Files
keystone/docs/implementation-spec.md

20 KiB

Keystone Implementation Spec

1. Product Scope

Keystone is a Laravel Forge-like deployment platform that runs applications and services with Docker. The v1 product is intentionally narrow:

  • Laravel is the only first-class application framework.
  • Application containers use a Keystone-managed Dockerfile based on serversideup/php with FrankenPHP.
  • Services are explicitly coded drivers, not arbitrary Docker images.
  • v1 is agentless and executes operations over SSH.
  • Docker Compose is used as the generated runtime artifact.
  • Caddy 2 is the default and only gateway for v1.
  • The Keystone database is the source of truth. Server files are generated artifacts.

V1 should make the simple path robust before adding generic Docker support, distributed agents, HA databases, edge routing, or additional frameworks.

2. Core Domain Model

Organisation

Owns users, providers, registries, applications, servers, services, and environments.

Application

A source-code project. In v1, first-class applications are Laravel repositories.

Recommended fields:

  • organisation_id
  • name
  • repository_url
  • repository_type
  • default_branch
  • deploy_key_public
  • deploy_key_private encrypted
  • deploy_key_fingerprint
  • deploy_key_installed_at nullable

Environment

The primary application deployment unit. An application has environments such as production, staging, or dev.

Recommended fields:

  • application_id
  • name
  • branch
  • status
  • scheduler_enabled
  • scheduler_target_service_id nullable
  • scheduler_mode: single or every_replica
  • build_config json

Default for Laravel environments:

  • Scheduler enabled.
  • Scheduler target is the primary web service.
  • Scheduler mode is single.

Service

Every deployable thing is represented as a Service.

Examples:

  • Laravel web runtime
  • Laravel worker runtime
  • Laravel websocket runtime
  • Caddy gateway
  • Postgres
  • Valkey
  • Future standalone services

Recommended fields:

  • organisation_id
  • environment_id nullable
  • server_id nullable for single-placement legacy convenience only; long term use replicas
  • name
  • category
  • type
  • version_track
  • driver_name
  • status
  • desired_replicas
  • desired_revision
  • deploy_policy
  • process_roles json
  • current_image_digest nullable
  • available_image_digest nullable
  • update_status
  • default_cpu_limit nullable
  • default_memory_limit_mb nullable
  • config json

Deploy policy defaults:

  • Laravel web: with_environment
  • Laravel worker: with_environment
  • Laravel websocket: with_environment
  • Database/cache/storage: dependency_only
  • Gateway: manual_or_on_route_change
  • Standalone services: manual

The user should not need to configure these defaults during normal setup.

ServiceReplica

A running instance of a service on a server.
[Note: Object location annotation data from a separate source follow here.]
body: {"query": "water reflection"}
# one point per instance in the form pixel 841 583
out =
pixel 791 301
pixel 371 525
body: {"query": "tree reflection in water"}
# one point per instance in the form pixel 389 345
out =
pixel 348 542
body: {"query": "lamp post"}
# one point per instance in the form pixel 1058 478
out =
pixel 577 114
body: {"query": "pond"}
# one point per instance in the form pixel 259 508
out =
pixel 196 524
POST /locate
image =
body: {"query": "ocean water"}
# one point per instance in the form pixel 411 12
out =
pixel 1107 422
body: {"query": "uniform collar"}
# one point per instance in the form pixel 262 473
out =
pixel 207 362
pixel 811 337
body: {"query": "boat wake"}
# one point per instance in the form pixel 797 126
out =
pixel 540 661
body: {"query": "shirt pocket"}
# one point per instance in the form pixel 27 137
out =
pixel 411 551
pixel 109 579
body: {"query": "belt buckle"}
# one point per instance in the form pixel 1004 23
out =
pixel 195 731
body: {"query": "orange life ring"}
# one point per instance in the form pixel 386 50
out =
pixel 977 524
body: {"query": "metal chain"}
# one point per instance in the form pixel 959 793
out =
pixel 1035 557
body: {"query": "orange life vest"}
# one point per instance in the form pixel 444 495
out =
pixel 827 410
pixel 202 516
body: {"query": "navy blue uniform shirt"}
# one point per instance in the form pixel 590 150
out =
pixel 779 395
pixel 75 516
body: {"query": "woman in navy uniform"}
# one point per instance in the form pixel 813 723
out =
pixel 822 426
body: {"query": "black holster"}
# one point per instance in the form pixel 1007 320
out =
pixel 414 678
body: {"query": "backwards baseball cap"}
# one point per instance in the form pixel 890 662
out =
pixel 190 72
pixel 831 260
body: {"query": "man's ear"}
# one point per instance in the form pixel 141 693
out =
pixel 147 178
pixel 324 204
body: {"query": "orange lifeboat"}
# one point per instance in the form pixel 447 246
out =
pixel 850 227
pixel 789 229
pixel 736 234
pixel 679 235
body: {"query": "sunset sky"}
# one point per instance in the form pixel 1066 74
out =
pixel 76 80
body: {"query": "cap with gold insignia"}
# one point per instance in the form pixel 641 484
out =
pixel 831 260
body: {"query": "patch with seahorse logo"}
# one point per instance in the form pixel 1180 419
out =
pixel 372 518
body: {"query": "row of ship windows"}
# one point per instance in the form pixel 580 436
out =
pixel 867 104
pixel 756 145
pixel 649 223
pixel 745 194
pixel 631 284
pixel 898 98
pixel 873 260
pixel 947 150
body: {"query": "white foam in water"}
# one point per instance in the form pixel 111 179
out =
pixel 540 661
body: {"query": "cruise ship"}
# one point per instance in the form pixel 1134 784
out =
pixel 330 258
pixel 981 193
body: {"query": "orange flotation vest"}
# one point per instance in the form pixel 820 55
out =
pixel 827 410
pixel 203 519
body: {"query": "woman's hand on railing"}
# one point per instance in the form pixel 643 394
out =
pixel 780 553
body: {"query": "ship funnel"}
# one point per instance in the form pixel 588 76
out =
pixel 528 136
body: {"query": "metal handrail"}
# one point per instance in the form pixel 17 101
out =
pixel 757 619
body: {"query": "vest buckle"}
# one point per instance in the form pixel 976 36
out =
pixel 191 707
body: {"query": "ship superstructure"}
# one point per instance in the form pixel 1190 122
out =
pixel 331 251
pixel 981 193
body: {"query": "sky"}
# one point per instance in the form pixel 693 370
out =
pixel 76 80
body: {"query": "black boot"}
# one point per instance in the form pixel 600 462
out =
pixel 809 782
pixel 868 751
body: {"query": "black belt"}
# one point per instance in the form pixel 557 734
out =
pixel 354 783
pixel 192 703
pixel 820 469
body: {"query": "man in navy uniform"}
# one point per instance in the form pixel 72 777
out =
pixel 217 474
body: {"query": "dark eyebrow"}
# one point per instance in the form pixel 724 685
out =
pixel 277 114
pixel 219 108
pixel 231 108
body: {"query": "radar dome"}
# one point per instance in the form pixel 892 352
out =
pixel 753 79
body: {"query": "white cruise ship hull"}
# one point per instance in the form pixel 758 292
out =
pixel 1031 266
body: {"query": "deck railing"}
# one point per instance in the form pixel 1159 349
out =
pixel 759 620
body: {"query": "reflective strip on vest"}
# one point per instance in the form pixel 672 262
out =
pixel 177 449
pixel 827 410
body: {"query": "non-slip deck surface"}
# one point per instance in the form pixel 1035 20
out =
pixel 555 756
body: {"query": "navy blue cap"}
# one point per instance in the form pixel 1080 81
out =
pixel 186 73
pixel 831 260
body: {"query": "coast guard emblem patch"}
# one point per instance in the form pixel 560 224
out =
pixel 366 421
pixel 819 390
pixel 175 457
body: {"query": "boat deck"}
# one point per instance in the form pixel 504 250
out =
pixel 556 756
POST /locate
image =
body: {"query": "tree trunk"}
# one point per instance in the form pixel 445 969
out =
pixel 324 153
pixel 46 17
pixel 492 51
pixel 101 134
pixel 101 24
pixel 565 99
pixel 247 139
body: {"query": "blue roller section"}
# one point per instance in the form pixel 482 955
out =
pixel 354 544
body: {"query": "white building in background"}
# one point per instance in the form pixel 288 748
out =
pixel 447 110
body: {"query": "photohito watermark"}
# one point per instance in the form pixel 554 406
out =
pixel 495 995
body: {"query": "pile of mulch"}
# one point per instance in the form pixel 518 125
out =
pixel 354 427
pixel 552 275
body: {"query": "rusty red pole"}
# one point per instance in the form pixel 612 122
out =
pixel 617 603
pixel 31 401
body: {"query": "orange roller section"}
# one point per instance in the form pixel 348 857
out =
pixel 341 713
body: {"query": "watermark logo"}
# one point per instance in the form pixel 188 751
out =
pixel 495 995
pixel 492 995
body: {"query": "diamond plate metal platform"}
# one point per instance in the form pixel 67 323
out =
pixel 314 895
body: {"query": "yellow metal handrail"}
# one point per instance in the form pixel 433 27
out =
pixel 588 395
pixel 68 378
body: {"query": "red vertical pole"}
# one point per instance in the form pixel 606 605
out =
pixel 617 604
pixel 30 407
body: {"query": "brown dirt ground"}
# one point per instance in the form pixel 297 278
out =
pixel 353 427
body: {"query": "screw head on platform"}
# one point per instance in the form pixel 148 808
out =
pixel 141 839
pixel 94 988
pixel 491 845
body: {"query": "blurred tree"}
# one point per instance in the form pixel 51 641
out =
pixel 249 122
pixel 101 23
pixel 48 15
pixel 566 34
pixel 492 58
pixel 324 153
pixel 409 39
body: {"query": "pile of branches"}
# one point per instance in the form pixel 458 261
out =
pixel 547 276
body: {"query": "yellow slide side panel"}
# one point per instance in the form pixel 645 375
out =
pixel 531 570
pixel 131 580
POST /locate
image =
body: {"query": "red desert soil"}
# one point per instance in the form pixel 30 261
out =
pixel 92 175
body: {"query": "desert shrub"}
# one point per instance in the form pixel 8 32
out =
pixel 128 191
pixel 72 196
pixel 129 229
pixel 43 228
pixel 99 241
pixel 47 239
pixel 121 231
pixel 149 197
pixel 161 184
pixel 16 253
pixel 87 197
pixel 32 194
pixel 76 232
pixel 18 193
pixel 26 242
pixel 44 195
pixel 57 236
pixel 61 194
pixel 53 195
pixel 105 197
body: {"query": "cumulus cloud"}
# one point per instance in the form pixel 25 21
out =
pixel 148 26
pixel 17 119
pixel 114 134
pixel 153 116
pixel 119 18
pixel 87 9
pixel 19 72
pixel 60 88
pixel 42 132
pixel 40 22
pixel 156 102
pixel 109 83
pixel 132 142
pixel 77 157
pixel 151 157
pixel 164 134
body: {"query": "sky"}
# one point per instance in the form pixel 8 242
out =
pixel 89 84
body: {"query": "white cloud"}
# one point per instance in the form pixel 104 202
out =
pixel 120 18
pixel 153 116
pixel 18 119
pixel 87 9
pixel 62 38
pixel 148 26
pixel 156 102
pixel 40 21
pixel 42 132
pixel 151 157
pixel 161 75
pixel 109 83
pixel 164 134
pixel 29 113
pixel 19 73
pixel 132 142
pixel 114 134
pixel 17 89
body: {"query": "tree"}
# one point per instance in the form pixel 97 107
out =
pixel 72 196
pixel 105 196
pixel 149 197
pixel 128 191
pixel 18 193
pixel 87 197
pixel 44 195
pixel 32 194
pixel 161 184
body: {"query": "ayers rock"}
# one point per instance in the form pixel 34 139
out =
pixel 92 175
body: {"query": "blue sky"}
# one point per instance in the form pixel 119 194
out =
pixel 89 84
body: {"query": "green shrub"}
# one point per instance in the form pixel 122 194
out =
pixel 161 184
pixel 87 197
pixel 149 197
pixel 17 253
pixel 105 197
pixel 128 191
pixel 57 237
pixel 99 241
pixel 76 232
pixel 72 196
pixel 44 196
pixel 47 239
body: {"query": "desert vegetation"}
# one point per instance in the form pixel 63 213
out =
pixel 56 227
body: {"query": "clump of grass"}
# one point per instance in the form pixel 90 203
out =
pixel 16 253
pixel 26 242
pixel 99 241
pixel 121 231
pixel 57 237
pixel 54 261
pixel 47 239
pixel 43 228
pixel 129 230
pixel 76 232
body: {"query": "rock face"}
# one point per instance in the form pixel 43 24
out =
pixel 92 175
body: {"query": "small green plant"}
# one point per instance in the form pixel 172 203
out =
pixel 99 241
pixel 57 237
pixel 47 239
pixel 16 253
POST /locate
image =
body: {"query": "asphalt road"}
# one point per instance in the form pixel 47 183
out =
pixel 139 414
A service is logical; a replica is runtime placement.

Recommended fields:

  • service_id
  • server_id
  • operation_id nullable
  • container_name
  • container_id nullable
  • image_digest
  • internal_host
  • internal_port
  • public_port nullable
  • status
  • health_status
  • cpu_limit nullable
  • memory_limit_mb nullable
  • config json

Replica resource limits override service defaults. Null means unrestricted except host capacity.

ServiceSlice

A logical sub-resource inside a service. Slices belong to Service, not ServiceReplica.

Examples:

  • Database and user inside Postgres
  • Logical database or namespace inside Valkey
  • Route inside Caddy
  • Future bucket, topic, vhost, etc.

Recommended fields:

  • service_id
  • environment_id nullable
  • name
  • type
  • status
  • config json
  • credentials encrypted json nullable

Slices are not containers and should not be used for scaling. They are stable logical resources that survive service replica replacement.

EnvironmentAttachment

Connects an environment to managed service slices.

Recommended fields:

  • environment_id
  • service_id
  • service_slice_id nullable
  • role: database, cache, queue, storage, gateway, custom
  • env_prefix nullable
  • is_primary

Attachments should point to slices whenever a slice exists. For example, a Laravel environment attaches to a Postgres database/user slice, not merely to the Postgres service.

EnvironmentVariable

Represents user-defined and Keystone-managed runtime environment values.

Recommended fields:

  • environment_id
  • key
  • value encrypted
  • source: user, managed_attachment, system
  • service_slice_id nullable
  • overridable boolean

Managed values should be regenerated from attachments and slices.

3. Operations Model

Rename Deployment to Operation.

An operation is the generic audit and execution object for all state-changing work.

Operation

Recommended fields:

  • id
  • parent_id nullable
  • hash
  • kind
  • target_type
  • target_id
  • status
  • started_at
  • finished_at
  • timestamps

Operation kinds:

  • server_provision
  • service_deploy
  • replica_deploy
  • slice_provision
  • slice_configure
  • environment_deploy
  • gateway_cutover
  • config_change
  • credential_rotation

OperationStep

Rename Step to OperationStep.

Recommended fields:

  • operation_id
  • name
  • order
  • status
  • script
  • logs
  • error_logs
  • secrets encrypted json nullable
  • started_at
  • finished_at
  • timestamps

Parent-Child Operations

Environment deploys are parent operations that create child operations.

Example:

  • environment_deploy
  • child service_deploy for web
  • child replica_deploy for each web replica
  • child slice_configure for Caddy route updates
  • child gateway_cutover

Standalone service deploys and slice operations can also run independently.

4. Server Provisioning

V1 remains agentless over SSH.

Provisioning flow:

  1. Create server through provider API.
  2. Wait for root SSH to become available.
  3. Execute provisioning script over SSH.
  4. Create Keystone management user.
  5. Install Docker Engine, Docker Compose plugin, UFW, fail2ban, and required runtime packages.
  6. Install Keystone SSH public key.
  7. Disable password login.
  8. Enable UFW with SSH open.
  9. Callback or SSH verification marks server active.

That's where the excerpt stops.